One of my proudest moments in college was forged from a case of Mnt Dew, a copy of Asheron’s Call, SoftICE, a friend’s Cyrix 686, and a technical note poorly Google-translated from French.

Over the course of a single night, we were able to determine that Asheron’s Call crashed on the Cyrix 686 because it didn’t implement the RDTSC (Read Timestamp Counter) instruction supported by Intel chips. But thanks to someone fluent in French (and Google’s primitive ability to do French to English word substitution), we found out that the RDTSC instruction was not necessarily critical to a program’s execution and could be patched with two no-ops (a no-op being a single byte instruction, and RDTSC spanning two).

Unfortunately, we were not sophisticated enough to update the excecutable file on disk. We tried a basic find and replace of RDTSC to no-ops, but that was pretty close to trying to cure alcohol poisoning with tequila.

Luckily, I had access to SoftICE. SoftICE sits right under the OS and catches low level events, popping up a nifty text-based UI on demand. Besides the more commonly used interactive mode, it could also run scripts for different triggers.

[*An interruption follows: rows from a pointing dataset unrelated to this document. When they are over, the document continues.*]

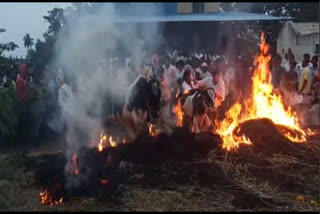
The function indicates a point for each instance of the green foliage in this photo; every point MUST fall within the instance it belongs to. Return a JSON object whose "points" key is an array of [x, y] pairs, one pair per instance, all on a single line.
{"points": [[11, 46], [8, 118]]}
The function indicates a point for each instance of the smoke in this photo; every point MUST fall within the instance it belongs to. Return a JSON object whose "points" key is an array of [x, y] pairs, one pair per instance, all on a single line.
{"points": [[83, 49]]}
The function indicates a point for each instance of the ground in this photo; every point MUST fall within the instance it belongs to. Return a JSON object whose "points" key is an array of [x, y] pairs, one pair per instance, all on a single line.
{"points": [[277, 182]]}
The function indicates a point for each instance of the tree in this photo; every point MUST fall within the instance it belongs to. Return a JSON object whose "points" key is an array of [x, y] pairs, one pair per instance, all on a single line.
{"points": [[28, 41], [11, 46]]}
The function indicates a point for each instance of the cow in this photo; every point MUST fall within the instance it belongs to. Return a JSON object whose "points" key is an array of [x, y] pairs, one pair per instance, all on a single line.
{"points": [[142, 105], [195, 105]]}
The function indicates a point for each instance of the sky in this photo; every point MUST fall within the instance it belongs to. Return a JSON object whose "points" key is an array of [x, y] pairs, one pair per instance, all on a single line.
{"points": [[21, 18]]}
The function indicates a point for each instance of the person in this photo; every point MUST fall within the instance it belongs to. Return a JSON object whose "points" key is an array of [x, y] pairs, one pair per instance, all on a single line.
{"points": [[315, 84], [289, 85], [218, 85], [291, 55], [314, 62], [277, 71], [306, 58], [204, 70], [187, 81], [304, 88], [285, 64]]}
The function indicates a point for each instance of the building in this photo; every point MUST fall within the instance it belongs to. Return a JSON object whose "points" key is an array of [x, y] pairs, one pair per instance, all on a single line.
{"points": [[195, 25], [301, 37]]}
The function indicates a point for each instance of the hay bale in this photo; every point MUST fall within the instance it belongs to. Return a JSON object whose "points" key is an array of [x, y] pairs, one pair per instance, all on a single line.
{"points": [[264, 135]]}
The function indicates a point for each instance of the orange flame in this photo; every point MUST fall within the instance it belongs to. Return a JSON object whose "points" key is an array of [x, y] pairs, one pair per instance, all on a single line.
{"points": [[46, 199], [112, 142], [153, 131], [104, 181], [263, 103], [75, 164], [105, 140], [179, 113]]}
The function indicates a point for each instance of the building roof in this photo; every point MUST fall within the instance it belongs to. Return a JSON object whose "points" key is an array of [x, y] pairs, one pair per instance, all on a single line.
{"points": [[304, 28], [217, 16]]}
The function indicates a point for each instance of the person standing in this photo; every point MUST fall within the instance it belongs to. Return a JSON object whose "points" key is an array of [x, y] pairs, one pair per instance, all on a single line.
{"points": [[304, 88], [277, 72], [218, 85]]}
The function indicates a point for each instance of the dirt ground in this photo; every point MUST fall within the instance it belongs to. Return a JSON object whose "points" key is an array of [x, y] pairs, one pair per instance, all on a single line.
{"points": [[276, 182]]}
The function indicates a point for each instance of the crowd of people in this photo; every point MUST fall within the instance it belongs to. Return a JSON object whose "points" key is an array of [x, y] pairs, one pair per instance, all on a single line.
{"points": [[229, 77], [298, 82]]}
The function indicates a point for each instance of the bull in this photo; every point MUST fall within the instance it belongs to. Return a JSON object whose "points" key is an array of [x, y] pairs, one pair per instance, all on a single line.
{"points": [[142, 105]]}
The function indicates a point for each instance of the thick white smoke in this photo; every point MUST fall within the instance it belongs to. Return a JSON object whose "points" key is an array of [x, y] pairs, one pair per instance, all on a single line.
{"points": [[82, 51]]}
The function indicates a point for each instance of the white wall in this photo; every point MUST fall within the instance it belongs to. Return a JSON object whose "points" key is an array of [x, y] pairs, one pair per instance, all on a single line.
{"points": [[287, 39]]}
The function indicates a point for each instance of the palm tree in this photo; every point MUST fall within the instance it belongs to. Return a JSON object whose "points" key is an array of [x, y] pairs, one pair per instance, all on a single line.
{"points": [[28, 41], [12, 46]]}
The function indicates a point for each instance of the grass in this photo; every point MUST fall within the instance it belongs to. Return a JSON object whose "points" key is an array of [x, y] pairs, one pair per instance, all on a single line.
{"points": [[259, 183]]}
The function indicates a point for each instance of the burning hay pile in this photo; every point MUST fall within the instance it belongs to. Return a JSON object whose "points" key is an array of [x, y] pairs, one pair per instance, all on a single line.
{"points": [[258, 159]]}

In our case, the trigger was the illegal instruction exception. When the processor trapped an illegal instruction, we simply checked the value of memory at the instruction pointer and, if it was RDTSC, write two no-ops in its place. After that, we could resume program execution. Performance was a nonissue, since each RDTSC instruction had to be patched no more than once.

(Fun fact, on Intel processors there are two levels of exception handlers. If an exception is raised, the first line exception handler is invoked. If an exception is raised in the exception handler, a second handler is called. If an exception happens once more before the inner most handler can return a triple fault is said to have occured and the CPU does a soft reboot.)

In the end, Asheron’s call ran on one of what I can only imagine is a limited number of Cyrix 686 processors, and I remember distinctly thinking, as I walked out of the dorms into the morning light, how I could feel my eyeballs shot through with light-sensitve pain.